They're probably all on Facebook!


----------



## everydayupsanddowns (May 1, 2013)

DeusXM said:


> I think there's certainly a case to be made that parents who are very intensively involved in their kid's diabetes care can do more harm than good. This would be more commonly known as helicopter parenting. Before anyone jumps into a rage, let me reiterate that this is not a label I'm allocating to any specific person here, it's simply a concept that needs to be acknowledged.



True, but equally it needs to be ackowledged that some pretty heavyweight thinkers suggest:



Redkite said:


> Ragnar Hanas says that outcomes are better where parental involvement is maintained during adolescence.  Presumably as a paediatric endocrinologist and as an academic he has plenty of evidence to base that on.  "Don't hand over too soon" is his advice.



Personally a lot of what is being said on both 'sides' of this conversation makes a lot of sense to me.

Yes. Too much meddling/control might be detrimental to some teens. But conversely it might be *exactly* what others need.

A lot of parenting in my experience is about guiding/nurturing/establishing good patterns and then supporting the young person as they develop into the adult they will be.

I saw a heartbreaking documentary about people growing up in care (Neil Morrissey presented) and there was a major problem for youngsters who effectively get booted out of the care system at 18 with absolutely NO support whatever. In some cases they go from a fairly institutional environment to nothing. No parent or support network to call on to ask about putting up a shelf or whatever. No one to consult about 1001 tiny (or not so tiny) things, or even just borrow a few quid off temporarily to allow a study course to be completed.

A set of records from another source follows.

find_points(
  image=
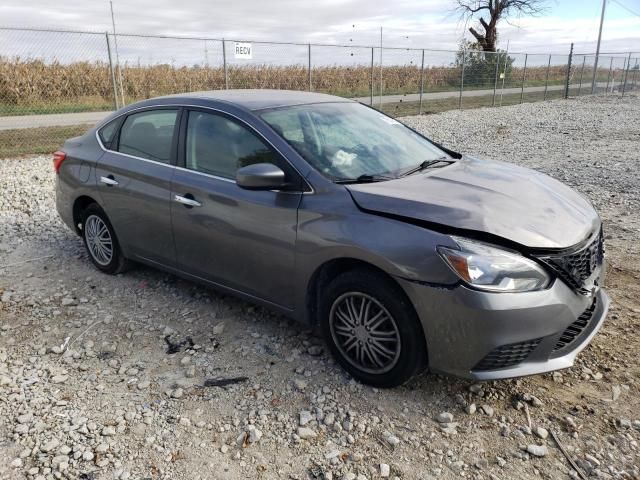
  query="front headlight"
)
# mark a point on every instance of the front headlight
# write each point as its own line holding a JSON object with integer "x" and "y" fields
{"x": 493, "y": 269}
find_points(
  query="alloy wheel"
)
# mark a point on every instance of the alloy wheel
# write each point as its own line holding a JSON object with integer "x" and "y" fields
{"x": 99, "y": 241}
{"x": 364, "y": 332}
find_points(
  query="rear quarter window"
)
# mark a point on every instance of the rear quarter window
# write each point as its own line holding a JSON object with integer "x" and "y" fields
{"x": 107, "y": 134}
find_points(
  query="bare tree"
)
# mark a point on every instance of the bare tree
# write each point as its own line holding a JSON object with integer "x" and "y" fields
{"x": 496, "y": 11}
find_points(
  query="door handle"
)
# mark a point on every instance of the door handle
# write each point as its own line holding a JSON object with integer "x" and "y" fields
{"x": 186, "y": 201}
{"x": 109, "y": 181}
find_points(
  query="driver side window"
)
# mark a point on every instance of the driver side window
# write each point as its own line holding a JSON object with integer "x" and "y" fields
{"x": 220, "y": 146}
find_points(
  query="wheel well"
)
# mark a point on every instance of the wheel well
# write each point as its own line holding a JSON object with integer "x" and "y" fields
{"x": 327, "y": 272}
{"x": 79, "y": 206}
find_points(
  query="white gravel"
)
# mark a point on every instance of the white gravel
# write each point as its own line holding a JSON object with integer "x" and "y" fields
{"x": 88, "y": 391}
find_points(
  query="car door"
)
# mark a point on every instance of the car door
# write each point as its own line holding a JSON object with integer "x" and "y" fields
{"x": 134, "y": 183}
{"x": 244, "y": 240}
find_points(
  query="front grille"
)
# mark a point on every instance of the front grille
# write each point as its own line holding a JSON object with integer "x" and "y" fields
{"x": 573, "y": 331}
{"x": 576, "y": 269}
{"x": 507, "y": 355}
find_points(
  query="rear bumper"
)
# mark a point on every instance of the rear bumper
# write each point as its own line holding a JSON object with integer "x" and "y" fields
{"x": 490, "y": 336}
{"x": 64, "y": 204}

I certainly valued ongoing support in various aspect of life well into my 20s though I considered myself 'independent' in my own head.


----------



## Twitchy (May 1, 2013)

I suspect it might be something like a normal distribution - think something a bit like an upturned cereal bowl tapering to flat on left & right sides - some teens will need an almost totally 'hands off' approach at one extreme, most like RH says benefit from parental input of varying degrees with a few at the other extreme actually needing a touch of 'helicopter parenting'. 

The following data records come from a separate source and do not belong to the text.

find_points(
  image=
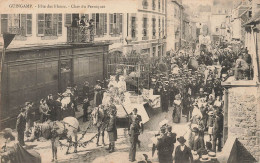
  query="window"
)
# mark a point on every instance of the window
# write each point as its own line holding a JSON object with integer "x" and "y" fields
{"x": 154, "y": 51}
{"x": 162, "y": 5}
{"x": 145, "y": 27}
{"x": 115, "y": 24}
{"x": 159, "y": 26}
{"x": 133, "y": 25}
{"x": 145, "y": 4}
{"x": 175, "y": 12}
{"x": 19, "y": 24}
{"x": 100, "y": 23}
{"x": 153, "y": 4}
{"x": 162, "y": 27}
{"x": 159, "y": 5}
{"x": 49, "y": 24}
{"x": 154, "y": 27}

I guess the bottom line is it all depends on the unique personalities, experiences, knowledge & circumstances in each case. My mum died of cancer when I was 13. My dad had clinical depression for possibly decades after. As a result, I never felt like I had the 'luxury' of kicking back & rebelling, because frankly there was noone else to give a damn if I hadn't. How things would have panned out if mum had survived, bearing in mind she was the parent who 'did' 95% of the diabetes stuff, I'll never know. But we're all different, & frankly I think this thread is a bit of a red herring, getting dragged into the parental involvement aspect...my gut feeling, for what it's worth, is self image & peer pressure are more significant, at least in acute cases of neglect / rebellion.


----------



## DeusXM (May 1, 2013)

I suppose the obvious point to make is it's probably worth asking those here who were teens with diabetes what they think caused them to rebel, now they have the advantage of hindsight.

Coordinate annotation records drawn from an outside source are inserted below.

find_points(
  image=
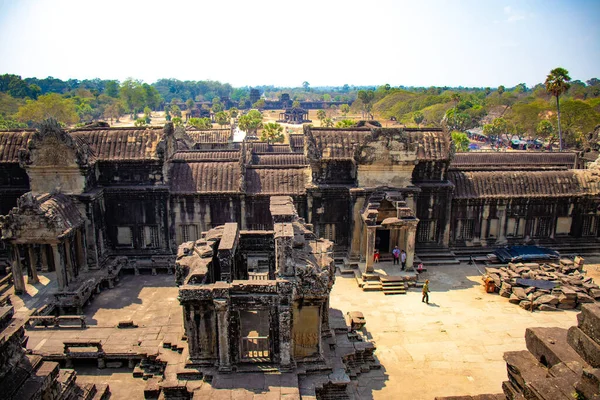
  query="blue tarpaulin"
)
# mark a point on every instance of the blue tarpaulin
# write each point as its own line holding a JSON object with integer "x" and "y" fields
{"x": 525, "y": 254}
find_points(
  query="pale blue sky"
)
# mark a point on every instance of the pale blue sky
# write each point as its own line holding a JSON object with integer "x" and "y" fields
{"x": 418, "y": 43}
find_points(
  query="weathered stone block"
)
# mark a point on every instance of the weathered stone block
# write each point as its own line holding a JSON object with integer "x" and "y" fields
{"x": 550, "y": 346}
{"x": 584, "y": 346}
{"x": 589, "y": 321}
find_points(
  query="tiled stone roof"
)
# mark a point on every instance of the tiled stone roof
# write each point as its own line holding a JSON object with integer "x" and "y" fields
{"x": 505, "y": 184}
{"x": 213, "y": 155}
{"x": 279, "y": 159}
{"x": 205, "y": 177}
{"x": 271, "y": 181}
{"x": 11, "y": 142}
{"x": 121, "y": 144}
{"x": 510, "y": 159}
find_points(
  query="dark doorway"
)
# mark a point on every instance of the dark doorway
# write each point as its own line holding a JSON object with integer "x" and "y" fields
{"x": 382, "y": 240}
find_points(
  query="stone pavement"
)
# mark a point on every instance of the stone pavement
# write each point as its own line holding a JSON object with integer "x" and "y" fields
{"x": 453, "y": 346}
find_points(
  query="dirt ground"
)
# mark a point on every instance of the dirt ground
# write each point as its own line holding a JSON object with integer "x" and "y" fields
{"x": 453, "y": 346}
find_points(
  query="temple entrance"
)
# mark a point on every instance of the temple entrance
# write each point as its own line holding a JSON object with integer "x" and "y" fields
{"x": 255, "y": 343}
{"x": 382, "y": 241}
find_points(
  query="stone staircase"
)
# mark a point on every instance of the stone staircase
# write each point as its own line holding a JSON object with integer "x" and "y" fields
{"x": 392, "y": 285}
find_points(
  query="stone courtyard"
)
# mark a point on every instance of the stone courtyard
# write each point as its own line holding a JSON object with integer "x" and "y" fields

Disappointingly for me, I have very little to contribute to that as I was extremely boring and never actually rebelled or stopped actively managing my diabetes.


----------



## cherrypie (May 1, 2013)

I think anyone can make assumptions as to what is best for parents and children with Type1 diabetes.  The plural of anecdotal is not data and people differ in their parenting and approach as to how they manage their child's condition.
Parenting in itself is not an easy task and adding diabetes to the mix makes it even harder.  There are studies that show parents sometimes develop PTSD when their child is diagnosed.  That shows how serious it can be for the family.

http://www.ncbi.nlm.nih.gov/pubmed/15968237

I tend to agree that peer pressure plays a large part in today's children's esteem.  If you don't have the right clothes, the same attitudes etc.  life can be very hard being an individual.  This was something that I never experienced as a child as most kids had the same set of parental rules.  If you don't follow the leader now then you are ostracised and all teens want to fit in, it's part of growing up.  When they get older, they usually decide what their aims, goals and aspirations are because they have outgrown peer pressure.

As to the "helicopter parenting", this article asks if it is such a bad thing.

The Myth of Helicopter parenting.
http://www.ncbi.nlm.nih.gov/pubmed/15968237

I've said it before and will say it again, Hats off to all parents of children with diabetes.  You do a grand job and should not be made to feel that someone with no experience seems to know the best way for you to parent.  Each to their own.


----------



## Redkite (May 1, 2013)

DeusXM said:


> Interestingly (although obviously this is an inherent limitation of the forum), we don't have any first-hand accounts from children and teenagers with diabetes on what they think will help them.



I saw this before popping out to pick up my T1 12yo from his guitar lesson, so I asked him on the way back.  The conversation went as follows:

Me: can I ask you a question?  People on my email group are wondering whether teenagers like to have their parents interfering with their diabetes all the time or if they would prefer to be left in peace to look after it themselves?

Silence

Me: so what do you think?

Him: about what?  Sorry, I wasn't really listening.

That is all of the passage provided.